Our team completed a Residential Project with Sydney Coast Walks between 10 – 14 July 2017.
On day one we walked to the Three Sisters and participated in a Welcome to Country with an Aboriginal Elder, David King, including a smoking ceremony.
On day two we trekked to Ruined Castle in the Jamieson Valley and spent the evening stargazing through telescopes.
On the third day we visited Wentworth Falls and on the fourth day we travelled down into the Grose Valley from Perrys Lookdown.
On day five our team worked with David King to remove weeds, introduce mulch to an area of bush at our accommodation, and check on previous bush regeneration projects.
The bush regeneration project was featured in the Blue Mountains Gazette.
David King’s ceremony and presentation on the first day of my Residential Project set our perspective for the week – in particular we focused on traversing the landscape with minimal impact to the environment, which aligns with the way in which indigenous Australians traversed the land, allowing them to preserve nature over 50,000 years.
By visiting the different valleys I got a sense for their distinctly different ecosystems, particularly noting the lyrebirds’ presence in the Jamieson, which is tied to their sacred position in the local Aboriginal country, allowing us to witness one up-close during our walk back from the Ruined Castle.
I enjoyed working with the other team members and felt that we genuinely bonded over the course of the week.
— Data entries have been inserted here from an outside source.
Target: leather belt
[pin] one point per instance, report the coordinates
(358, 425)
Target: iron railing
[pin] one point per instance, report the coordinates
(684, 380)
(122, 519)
Having a tight-knit group of six people made it easy to get to know everyone well, which I felt was important for the successful operation of the project as a whole.
Furthermore, our differing backgrounds and interests allowed us to each bring unique knowledge to the project, an example being Jack’s geological and astronomical studies which the group was able to learn from during the walks and the astronomy night.
The final day of bush regeneration served to bring our experiences in the bush and David King’s stories of his own regenerative work together, allowing us firstly to check the previous group’s work at Katoomba Falls before preceding to water some tree plantings, remove crop guards and noxious weeds, and lastly introduce mulch to a section of bush on our accommodation site. During this, King shared more insights into his bush work and his concerns of some upcoming constructions in the Katoomba area.
This Residential Project allowed me to become involved with the Blue Mountains area on a level much deeper than previously as a tourist.
By listening to the stories of David King and the land itself I certainly achieved my goal of studying the impact of western civilisation on this area and its biodiversity.
Moreover, the bush regeneration project allowed me to take a first step of direct action against some of the issues I’d learnt about and seen firsthand during the week.
Ultimately, the project was a vessel for social interaction which let me exchange perspectives with the others in my company, who were at first strangers but who now I would consider good friends.